One of the main safety concerns associated with SGLT2 inhibitors (SGLT2i) is the increased risk of acute kidney injury (AKI), likely attributed to their diuretic effect and the induced hypovolemia. Yet, little is known about what patients are at highest risk of developing AKI when using SGLT2is. We applied machine learning techniques to predict AKI in type 2 diabetes (T2D) patients treated with SGLT2i and identify risk factors associated with AKI. Using a 5% random sample of Medicare claim data, we identified 17,694 T2D patients who filled ≥1 prescription for canagliflozin, dapagliflozin or empagliflozin prescriptions between 04/01/2013 and 12/31/2016. The cohort was split randomly and equally into training and testing sets. We measured 65 predictor candidates using claims data from the year prior to SGLT2i initiation and applied 3 machine learning models, i.e., random forests (RF), elastic net, least absolute shrinkage and selection operator (LASSO). The incidence rate of AKI was 1.1 % over a median 1.5-year follow up. Among 3 machine learning methods applied, RF produced the best prediction (C- statistic =0.72 ,95% CI 0.68, 0.76), followed by LASSO (C-statistic=0.69 95% CI 0.65,0.73).

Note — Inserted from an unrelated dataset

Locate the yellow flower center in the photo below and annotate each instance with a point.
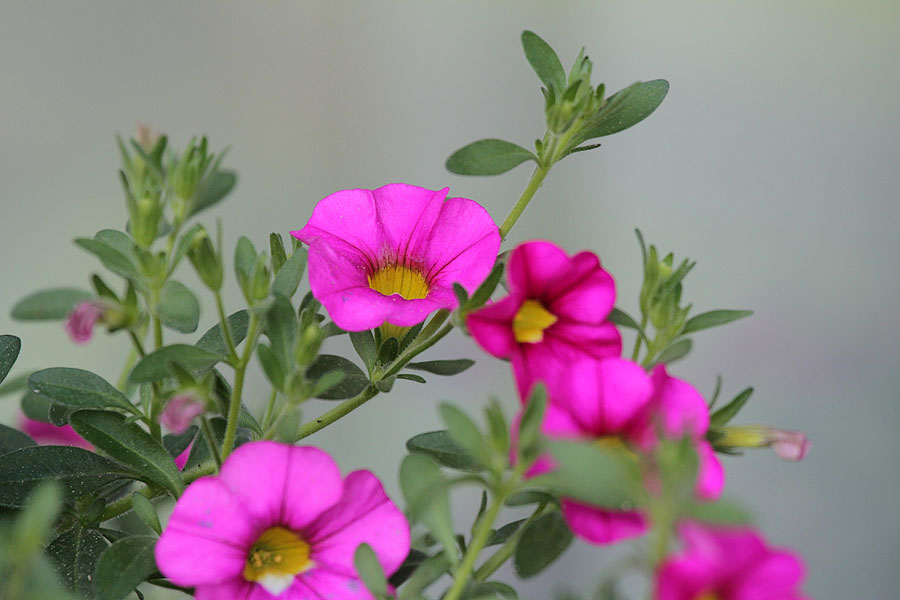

Among individuals classified in the top 10% of the RF risk score (i.e., high risk group), the actual incidence rate of AKI was as high as 3.7%. RF and LASSO selected similarly sets of important predictors, such as age, Medicaid eligibility, and loop diuretics use. In the logistic regression including 14 predictors selected by LASSO, use of loop diuretics [adjusted OR: 3.72 (2.44, 5.76)] and history of AKI [adjusted OR: 2.78 (1.06,7.3)] had the strongest associations with incidence of AKI. Our machine learning model efficiently identified patients who are at high risk of AKI after SGLT2i initiation. Strikingly, we identified an almost four-fold increased risk of AKI associated with background loop diuretic use among SGLT2i users. Disclosure L. Yang: None. N. Gabriel: None. I. Hernandez: Consultant; Self; Bristol-Myers Squibb Company, Pfizer Inc. A. G. Winterstein: Research Support; Self; Merck Sharp & Dohme Corp. S. Kimmel: Consultant; Self; GE Healthcare, GlaxoSmithKline plc. J. Guo: None.